On m'a montré, au bout de la rade inhospitalière de Jaffa, dans la direction des ruines de Césarée, un tertre avançant sur la mer; et on le dit témoin de la mort du monstre. Je suis monté sur ce tertre, non pour y chercher les vestiges de la délivrance d'Andromède, mais sur la foi de Strabon, qui, de cette hauteur, devait me faire apercevoir Jérusalem; il n'en fut rien, et il me semble impossible que, du mont Carmel ou du mont Thabor, tous les deux beaucoup plus élevés, et d'où je l'ai tenté également, on découvre la ville sainte, située sur le penchant méridional des collines qui regardent le torrent de Cédrou. On ne voit Jérusalem que lorsqu'on est déjà à une distance assez faible de ses murailles.

(25) Persée, héros national. — Malgré le penchant de Nonnos pour les digressions, on pourrait s'étonner de la prolixité des adieux du roi Staphyle, et plus encore de cet épisode de Persée, qui a tout l'air d'un supplément au texte primitif, annexé plus tard par le poète lui-même. Mais il faut se souvenir qu'il s'agissait ici pour lui d'un intérêt presque national. Persée avait un temple à Chemnis, ville de Pan, patrie de Nonnos ; et le fils de Danaé figerait parmi les divinités tutélaires de la Thébaïde. Ainsi l'explique la légende suivante d'Hérodote :

« Les Chemnites prétendent que Persée apparaît souvent sur leur territoire et dans leur temple ; qu'on y rencontre aussi une de ses sandales ayant deux coudées de long, et que, dès qu'elle paraît, l'abondance règne dans l'Egypte entière : ils célèbrent, pour honorer ce héros, à la façon des Grecs, des jeux gymniques de toutes sortes de luttes, où ils donnent en prix du bétail, des peaux et des vêlements. Or, comme je leur demandais pourquoi ils étaient les seuls à qui Persée avait coutume de se montrer, et pourquoi ils se séparaient des autres Égyptiens par l'institution des jeux gymniques, ils me répondirent que Persée était originaire de leur ville; que Danaüs et Lyncée, qui passèrent la mer pour se rendre en Grèce, étaient de Chemnis ; ils établissaient ensuite leur généalogie en descendant jusqu'à Persée : et ils ajoutèrent que celui-ci étant venu en Egypte pour enlever de Libye la tête de la Gorgone, comme le disent aussi les Grecs, il passa chez eux, reconnut tous ses parents, se souvint du nom de Chemnis qu'il avait entendu répéter à sa mère, et voulut que des jeux gymniques fussent établis en son honneur. » (Hérodote, liv. II, ch. 91.)

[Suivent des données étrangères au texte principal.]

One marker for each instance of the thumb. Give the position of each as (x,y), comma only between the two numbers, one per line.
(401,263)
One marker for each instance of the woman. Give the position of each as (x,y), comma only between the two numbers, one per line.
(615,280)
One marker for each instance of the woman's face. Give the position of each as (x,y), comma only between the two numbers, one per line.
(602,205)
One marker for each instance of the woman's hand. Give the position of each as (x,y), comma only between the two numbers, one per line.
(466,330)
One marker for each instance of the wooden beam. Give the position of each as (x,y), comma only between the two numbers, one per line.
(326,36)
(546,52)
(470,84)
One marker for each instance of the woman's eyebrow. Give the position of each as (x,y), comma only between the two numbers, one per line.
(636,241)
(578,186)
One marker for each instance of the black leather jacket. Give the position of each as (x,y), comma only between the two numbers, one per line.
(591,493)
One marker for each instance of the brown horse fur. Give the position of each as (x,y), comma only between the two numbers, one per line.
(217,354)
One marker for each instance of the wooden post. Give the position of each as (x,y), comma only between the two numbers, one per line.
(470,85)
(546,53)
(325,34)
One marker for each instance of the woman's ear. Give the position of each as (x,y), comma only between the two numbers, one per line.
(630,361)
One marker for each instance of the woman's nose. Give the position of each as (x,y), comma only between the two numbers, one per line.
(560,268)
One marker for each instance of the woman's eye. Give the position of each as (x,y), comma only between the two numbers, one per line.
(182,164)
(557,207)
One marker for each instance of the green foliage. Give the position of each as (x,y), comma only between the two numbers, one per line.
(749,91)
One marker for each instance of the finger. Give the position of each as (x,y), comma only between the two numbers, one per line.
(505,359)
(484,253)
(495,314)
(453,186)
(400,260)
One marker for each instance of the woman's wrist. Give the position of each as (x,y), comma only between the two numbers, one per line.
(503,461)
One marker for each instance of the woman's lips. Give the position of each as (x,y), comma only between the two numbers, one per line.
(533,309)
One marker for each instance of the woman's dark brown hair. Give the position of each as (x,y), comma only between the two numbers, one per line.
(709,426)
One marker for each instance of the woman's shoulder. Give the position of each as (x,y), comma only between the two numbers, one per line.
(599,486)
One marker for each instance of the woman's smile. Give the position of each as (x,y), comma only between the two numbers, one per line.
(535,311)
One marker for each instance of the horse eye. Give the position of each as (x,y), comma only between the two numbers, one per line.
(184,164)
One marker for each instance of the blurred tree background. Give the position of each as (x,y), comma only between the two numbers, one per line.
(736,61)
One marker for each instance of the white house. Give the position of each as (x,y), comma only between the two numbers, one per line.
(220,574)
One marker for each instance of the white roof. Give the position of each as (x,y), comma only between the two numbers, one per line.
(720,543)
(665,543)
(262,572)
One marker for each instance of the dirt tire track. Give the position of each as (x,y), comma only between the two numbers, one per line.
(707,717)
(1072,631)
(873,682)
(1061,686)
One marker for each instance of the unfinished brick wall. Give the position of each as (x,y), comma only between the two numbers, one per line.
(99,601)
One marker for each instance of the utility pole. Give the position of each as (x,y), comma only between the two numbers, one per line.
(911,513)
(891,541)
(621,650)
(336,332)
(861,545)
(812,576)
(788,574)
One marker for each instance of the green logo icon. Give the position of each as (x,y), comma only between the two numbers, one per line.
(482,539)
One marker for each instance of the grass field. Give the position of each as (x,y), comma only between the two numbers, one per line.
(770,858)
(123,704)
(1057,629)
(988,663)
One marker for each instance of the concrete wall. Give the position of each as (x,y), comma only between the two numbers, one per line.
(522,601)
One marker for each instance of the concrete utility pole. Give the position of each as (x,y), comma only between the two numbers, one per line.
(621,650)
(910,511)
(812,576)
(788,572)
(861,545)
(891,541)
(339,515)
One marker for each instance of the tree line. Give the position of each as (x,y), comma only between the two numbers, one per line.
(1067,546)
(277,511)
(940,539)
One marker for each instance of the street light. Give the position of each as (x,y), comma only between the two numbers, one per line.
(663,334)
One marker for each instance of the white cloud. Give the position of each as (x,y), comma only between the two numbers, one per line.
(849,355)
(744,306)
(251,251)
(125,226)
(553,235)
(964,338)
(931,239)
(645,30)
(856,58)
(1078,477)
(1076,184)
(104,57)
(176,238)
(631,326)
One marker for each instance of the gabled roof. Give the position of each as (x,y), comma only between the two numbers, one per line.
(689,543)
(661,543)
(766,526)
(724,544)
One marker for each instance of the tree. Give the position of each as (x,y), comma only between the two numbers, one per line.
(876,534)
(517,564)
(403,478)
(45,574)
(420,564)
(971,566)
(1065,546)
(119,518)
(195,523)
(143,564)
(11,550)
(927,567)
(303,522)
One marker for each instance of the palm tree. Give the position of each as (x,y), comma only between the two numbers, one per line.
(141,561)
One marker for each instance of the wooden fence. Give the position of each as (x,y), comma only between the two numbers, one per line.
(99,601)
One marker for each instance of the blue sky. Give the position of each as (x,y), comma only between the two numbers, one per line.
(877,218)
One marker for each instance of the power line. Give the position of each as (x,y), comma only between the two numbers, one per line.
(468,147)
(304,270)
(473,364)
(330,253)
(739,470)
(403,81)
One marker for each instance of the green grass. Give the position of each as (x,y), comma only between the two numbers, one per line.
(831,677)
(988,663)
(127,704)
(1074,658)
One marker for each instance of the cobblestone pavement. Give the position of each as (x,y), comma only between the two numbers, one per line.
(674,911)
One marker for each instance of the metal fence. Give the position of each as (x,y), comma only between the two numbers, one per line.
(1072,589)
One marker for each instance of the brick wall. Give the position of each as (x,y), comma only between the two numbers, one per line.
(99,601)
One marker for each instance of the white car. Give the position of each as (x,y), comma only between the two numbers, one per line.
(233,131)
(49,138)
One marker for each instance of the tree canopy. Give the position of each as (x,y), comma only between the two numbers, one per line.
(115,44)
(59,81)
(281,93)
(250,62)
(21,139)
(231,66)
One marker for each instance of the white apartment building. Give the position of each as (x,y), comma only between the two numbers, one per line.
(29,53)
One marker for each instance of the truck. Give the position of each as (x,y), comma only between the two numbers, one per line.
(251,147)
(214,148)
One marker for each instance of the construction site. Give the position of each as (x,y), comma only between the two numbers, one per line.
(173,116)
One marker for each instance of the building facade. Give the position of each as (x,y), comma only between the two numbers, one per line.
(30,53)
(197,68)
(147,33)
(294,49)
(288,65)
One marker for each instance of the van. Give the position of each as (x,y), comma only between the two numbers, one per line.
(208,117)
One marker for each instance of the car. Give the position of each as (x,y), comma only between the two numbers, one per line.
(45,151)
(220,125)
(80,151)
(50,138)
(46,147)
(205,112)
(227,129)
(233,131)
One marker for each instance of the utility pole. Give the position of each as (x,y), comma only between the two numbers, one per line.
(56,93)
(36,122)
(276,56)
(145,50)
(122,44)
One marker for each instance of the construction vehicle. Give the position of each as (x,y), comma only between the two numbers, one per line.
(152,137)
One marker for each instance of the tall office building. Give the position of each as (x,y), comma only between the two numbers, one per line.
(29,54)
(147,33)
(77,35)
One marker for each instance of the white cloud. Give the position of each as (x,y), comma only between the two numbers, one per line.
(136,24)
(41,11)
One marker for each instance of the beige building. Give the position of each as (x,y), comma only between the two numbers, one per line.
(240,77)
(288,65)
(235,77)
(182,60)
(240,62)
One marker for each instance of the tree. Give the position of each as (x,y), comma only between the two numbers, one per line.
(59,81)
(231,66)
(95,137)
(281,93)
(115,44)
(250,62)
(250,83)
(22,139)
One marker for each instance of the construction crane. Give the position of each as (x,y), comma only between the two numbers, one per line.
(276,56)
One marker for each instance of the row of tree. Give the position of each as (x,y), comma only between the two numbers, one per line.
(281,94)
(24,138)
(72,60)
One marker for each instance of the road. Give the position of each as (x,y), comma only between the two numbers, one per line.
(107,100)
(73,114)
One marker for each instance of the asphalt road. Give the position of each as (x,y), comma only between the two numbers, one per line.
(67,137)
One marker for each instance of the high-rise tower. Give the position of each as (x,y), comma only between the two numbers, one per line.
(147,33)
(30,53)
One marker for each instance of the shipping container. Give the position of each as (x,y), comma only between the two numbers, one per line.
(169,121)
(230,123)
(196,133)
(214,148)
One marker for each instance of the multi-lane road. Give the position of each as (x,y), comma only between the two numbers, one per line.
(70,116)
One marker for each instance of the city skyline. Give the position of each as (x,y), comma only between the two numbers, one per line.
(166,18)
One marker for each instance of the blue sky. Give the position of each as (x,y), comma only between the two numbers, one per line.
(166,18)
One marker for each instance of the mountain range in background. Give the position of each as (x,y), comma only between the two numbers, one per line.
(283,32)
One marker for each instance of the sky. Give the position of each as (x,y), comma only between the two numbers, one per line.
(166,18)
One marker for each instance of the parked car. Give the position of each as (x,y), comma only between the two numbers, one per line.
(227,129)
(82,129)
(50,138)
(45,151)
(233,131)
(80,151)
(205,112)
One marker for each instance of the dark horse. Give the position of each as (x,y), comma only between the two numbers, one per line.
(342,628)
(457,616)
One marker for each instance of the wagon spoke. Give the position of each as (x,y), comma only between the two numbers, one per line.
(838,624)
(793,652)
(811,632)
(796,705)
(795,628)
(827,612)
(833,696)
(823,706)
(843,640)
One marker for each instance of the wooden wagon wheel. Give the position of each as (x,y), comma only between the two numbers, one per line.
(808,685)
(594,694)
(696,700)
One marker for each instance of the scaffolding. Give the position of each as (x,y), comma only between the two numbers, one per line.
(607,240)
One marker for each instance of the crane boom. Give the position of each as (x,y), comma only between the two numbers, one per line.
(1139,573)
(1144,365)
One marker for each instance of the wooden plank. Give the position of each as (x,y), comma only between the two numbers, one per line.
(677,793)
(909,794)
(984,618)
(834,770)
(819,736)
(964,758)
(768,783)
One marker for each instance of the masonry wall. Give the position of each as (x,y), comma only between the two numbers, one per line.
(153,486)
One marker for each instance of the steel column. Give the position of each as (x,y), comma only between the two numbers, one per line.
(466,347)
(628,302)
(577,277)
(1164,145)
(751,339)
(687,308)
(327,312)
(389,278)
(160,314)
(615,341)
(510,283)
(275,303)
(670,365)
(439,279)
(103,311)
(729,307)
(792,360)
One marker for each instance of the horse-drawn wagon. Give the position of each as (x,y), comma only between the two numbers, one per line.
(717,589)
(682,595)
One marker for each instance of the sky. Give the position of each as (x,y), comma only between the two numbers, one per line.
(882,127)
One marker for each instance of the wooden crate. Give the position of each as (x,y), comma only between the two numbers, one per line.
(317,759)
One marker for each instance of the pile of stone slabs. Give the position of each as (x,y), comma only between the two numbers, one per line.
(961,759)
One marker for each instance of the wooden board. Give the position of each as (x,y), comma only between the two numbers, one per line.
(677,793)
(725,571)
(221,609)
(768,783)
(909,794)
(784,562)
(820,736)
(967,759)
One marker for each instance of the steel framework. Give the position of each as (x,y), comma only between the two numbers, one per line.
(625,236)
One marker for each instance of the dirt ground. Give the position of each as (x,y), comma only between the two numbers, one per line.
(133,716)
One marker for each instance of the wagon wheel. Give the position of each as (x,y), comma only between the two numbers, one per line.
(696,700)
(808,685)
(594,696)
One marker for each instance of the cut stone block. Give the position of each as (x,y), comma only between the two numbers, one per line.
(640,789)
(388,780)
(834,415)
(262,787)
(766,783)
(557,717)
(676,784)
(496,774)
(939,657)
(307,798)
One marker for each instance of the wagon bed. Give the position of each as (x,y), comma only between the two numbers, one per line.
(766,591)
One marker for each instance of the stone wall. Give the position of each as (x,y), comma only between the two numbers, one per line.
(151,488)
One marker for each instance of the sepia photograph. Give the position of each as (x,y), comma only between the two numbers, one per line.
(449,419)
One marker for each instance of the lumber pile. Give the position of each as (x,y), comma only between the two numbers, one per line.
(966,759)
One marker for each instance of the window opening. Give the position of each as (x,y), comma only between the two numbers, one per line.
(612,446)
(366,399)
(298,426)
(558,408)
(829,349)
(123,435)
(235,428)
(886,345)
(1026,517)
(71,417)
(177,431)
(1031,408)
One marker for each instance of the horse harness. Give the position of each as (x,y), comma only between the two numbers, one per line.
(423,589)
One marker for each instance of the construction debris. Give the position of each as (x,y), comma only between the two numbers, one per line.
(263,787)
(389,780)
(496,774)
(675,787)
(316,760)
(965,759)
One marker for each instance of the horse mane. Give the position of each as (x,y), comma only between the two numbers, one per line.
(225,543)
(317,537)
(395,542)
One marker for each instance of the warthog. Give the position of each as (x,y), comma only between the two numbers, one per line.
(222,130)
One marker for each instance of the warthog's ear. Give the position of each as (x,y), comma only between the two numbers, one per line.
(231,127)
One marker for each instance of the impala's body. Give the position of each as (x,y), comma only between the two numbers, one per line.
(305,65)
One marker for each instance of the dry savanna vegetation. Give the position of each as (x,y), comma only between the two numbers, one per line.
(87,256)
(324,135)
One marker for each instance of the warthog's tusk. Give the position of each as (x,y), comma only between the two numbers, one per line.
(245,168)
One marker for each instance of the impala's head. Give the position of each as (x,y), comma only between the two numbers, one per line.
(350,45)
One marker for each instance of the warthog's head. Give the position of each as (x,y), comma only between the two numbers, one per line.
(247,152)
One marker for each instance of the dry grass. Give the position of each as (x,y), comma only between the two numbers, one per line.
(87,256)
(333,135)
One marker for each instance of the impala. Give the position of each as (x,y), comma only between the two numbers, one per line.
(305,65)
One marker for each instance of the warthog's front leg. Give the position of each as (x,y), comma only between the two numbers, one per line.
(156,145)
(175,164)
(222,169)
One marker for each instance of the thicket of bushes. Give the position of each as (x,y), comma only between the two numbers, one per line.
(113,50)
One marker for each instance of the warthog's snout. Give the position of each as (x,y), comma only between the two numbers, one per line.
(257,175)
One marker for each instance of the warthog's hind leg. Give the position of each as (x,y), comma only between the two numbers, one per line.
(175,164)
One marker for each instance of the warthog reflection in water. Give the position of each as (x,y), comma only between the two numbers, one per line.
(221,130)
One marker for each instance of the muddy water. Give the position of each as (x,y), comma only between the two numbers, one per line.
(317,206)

Ce serait donc par un sentiment tout national que Nonnos aurait tant de fois ramené le nom de Persée dans les Dionysiaques. Il ne faut pas oublier non plus qu'Homère a fait de ce héros le plus illustre des mortels. Περσῆα, πάντων ἀριδείκετον ἀνδρῶν. (Iliade, XIV, 820.)

(26) Les complaintes antiques. — Nonnos, que nous avons vu imiter assez heureusement les chants bucoliques, a essayé ici un chant de deuil. Voilà bien les antiques αἵλινα remplacés, dans la Grèce actuelle, par les myriologues. Ce sont aussi leurs répétitions ou leurs refrains avec toutes leurs plaintes interrogatives. Seulement, au lieu de les faire chanter par les pleureuses dont il a si exactement décrit la douleur expansive, le poète les a mises dans la bouche de Bacchus.